Jamie Walch (alumni)
User ID:jpw20
Position:PhD Approved
E-mail:jpw20@cam.ac.uk
Homepage:http://www-lce.eng.cam.ac.uk /~jpw20
College:Queens'
Overview and Interests
I am interested in reducing synchronisation requirements in shared virtual environments (SVEs). Synchronisation is a major obstacle to scalability in SVEs as it requires the synchronising entities to communicate. As the number of participants increases the amount of potential synchronisation increases quadratically. This imposes an unnecessary burden on participants and on the network.
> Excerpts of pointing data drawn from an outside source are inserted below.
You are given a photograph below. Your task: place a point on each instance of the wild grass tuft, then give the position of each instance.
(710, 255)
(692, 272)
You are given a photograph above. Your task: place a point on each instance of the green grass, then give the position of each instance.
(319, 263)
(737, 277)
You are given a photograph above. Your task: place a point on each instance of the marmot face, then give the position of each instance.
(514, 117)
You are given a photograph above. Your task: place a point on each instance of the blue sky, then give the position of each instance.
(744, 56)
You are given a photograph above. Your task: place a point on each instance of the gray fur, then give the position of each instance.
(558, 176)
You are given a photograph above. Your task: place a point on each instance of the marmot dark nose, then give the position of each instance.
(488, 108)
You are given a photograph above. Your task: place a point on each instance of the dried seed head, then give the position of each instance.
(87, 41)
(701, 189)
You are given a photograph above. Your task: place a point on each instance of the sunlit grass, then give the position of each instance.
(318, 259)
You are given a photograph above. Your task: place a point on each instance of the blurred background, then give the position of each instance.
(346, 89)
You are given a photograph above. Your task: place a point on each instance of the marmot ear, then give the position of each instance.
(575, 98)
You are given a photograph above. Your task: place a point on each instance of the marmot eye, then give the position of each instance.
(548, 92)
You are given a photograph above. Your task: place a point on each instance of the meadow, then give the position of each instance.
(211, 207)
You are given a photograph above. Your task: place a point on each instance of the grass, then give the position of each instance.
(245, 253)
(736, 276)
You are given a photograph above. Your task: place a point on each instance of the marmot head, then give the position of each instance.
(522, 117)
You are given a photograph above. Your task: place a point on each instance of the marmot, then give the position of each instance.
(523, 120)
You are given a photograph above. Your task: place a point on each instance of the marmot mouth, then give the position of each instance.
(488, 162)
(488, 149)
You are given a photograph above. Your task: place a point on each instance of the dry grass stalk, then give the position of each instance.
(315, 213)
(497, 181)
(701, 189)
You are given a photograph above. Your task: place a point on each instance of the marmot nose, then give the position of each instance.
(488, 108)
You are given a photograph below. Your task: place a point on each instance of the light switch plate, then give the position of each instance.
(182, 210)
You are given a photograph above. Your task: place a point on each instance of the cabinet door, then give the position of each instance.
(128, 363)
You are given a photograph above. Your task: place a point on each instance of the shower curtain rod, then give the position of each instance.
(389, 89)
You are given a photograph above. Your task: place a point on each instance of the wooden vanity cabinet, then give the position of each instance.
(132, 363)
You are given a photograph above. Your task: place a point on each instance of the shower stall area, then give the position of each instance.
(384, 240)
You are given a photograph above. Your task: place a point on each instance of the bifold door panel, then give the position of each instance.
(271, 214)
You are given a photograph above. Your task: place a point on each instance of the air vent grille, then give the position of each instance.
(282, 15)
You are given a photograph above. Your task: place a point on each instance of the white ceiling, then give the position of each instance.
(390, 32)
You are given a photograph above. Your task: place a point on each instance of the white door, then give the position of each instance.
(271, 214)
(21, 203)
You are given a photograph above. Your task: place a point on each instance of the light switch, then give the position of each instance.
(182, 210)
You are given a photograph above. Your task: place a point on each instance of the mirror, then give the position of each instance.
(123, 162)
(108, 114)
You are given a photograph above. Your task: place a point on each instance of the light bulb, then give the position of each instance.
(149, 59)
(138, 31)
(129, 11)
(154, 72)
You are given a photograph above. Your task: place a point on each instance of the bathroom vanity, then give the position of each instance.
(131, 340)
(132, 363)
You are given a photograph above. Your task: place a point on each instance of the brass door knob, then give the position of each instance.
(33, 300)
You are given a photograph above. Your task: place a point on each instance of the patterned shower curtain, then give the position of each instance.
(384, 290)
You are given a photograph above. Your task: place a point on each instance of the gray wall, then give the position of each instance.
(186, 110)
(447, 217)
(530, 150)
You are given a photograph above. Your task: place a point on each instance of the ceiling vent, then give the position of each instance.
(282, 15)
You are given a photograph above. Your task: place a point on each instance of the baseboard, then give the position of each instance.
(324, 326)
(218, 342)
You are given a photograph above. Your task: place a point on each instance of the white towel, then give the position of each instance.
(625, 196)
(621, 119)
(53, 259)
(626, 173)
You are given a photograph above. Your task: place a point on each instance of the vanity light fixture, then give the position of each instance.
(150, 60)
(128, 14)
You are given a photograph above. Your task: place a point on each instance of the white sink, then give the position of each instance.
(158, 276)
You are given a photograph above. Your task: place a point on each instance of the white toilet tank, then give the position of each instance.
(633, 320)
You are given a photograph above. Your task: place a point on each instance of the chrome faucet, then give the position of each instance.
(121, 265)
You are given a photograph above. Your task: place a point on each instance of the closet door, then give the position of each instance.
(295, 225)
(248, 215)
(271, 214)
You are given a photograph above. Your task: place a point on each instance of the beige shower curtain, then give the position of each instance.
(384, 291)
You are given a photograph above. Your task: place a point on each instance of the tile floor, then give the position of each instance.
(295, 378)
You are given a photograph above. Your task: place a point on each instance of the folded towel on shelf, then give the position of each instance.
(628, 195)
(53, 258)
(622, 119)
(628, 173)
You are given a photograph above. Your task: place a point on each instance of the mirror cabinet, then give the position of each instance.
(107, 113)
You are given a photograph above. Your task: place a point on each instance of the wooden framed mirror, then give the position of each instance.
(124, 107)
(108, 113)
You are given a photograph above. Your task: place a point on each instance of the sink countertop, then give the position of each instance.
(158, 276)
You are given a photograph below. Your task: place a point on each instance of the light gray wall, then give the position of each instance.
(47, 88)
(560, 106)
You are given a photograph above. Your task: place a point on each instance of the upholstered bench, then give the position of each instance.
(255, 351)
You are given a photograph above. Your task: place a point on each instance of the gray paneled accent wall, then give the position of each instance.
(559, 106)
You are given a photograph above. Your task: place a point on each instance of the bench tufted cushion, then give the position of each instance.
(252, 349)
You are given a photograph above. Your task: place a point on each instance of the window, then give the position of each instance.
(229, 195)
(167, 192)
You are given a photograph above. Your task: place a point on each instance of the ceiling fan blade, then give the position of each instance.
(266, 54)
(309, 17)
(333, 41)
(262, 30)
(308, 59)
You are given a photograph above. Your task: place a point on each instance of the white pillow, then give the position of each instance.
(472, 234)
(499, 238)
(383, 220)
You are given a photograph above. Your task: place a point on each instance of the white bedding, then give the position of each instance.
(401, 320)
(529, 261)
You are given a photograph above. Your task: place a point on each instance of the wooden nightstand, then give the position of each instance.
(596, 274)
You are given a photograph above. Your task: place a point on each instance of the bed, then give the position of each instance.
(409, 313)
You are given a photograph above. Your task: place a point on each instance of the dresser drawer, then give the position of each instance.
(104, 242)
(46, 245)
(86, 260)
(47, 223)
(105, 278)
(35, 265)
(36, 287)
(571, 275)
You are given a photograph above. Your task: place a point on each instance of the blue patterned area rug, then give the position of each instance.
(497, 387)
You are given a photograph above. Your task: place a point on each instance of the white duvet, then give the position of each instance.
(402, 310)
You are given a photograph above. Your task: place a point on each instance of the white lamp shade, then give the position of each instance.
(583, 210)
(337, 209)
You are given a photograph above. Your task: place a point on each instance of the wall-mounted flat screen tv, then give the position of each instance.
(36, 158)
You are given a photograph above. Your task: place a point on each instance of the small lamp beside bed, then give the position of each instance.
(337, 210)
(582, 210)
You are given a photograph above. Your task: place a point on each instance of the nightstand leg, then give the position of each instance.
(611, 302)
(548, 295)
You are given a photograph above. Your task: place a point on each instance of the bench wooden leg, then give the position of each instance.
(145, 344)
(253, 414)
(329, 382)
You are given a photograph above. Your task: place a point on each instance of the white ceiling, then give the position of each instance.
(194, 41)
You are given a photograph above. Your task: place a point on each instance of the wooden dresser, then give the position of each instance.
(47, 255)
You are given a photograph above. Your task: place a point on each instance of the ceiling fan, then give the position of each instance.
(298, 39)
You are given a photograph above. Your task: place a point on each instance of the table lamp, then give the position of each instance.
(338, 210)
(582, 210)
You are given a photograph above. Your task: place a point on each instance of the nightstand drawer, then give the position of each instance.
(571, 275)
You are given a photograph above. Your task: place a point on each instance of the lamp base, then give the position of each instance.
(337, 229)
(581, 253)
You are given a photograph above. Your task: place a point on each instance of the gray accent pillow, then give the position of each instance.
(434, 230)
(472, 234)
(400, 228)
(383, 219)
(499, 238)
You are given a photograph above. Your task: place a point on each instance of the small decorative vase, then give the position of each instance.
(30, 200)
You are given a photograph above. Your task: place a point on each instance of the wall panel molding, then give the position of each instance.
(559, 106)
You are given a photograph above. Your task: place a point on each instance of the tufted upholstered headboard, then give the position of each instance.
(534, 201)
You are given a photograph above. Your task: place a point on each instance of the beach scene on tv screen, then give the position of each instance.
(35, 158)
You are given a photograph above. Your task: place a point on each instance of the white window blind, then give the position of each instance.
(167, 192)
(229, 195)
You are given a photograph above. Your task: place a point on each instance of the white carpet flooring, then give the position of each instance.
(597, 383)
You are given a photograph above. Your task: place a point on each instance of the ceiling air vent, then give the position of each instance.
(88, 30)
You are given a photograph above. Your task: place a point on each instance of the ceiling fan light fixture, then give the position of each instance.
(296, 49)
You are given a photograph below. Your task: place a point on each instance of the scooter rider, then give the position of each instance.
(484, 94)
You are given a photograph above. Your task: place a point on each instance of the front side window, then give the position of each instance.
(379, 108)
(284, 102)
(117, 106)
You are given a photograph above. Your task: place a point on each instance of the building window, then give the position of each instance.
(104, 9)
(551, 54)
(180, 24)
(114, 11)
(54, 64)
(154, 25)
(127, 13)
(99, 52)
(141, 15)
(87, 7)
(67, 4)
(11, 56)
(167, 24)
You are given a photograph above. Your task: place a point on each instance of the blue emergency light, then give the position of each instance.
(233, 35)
This cost can be reduced using a number of methods:

  • IP multicast reduces the load on the network and means that updates need only be transmitted once, but participants still receive typically many more updates than they need. Furthermore, IP multicast is not a reliable protocol.
  • Partitioning the environment into zones can help prevent the unecessary propagation of updates. Reliable multicast or unicast can then be used within these zones to transmit information. However, there are still problems due to delays in joining zones, and participants may still receive updates in which they have no interest.
  • Dead reckoning can be used to predict the behaviour of an object in the virtual world in the absense of updates concerning it. This is an established technique that works well for predictable events such as those concerning an object's location, but there exist many kinds of events for which it cannot be used.

Rather than advocating any particular subset of the above (or other) techniques I am examining the properties they share in an attempt to more formally categorise the problems posed by SVEs. This analysis has made possible the design of an SVE application framework with the following features:

  • Automatic code generation from a very simple description of an SVE entity. This code can easily be customised to handle cases where the default behaviour is undesirable.
  • High level specification of interest: participants tell the system "I intend to carry out this action", rather than "I want to be notified of these events".
  • Multiple event delivery channels allow events to be delivered reliably and with low latency to participants whose intents indicate they are interested while saving network traffic by using best-effort, bandwidth-limited communication for others.

Work is ongoing on a number of example SVEs to evaluate how successful this approach to SVE development has been.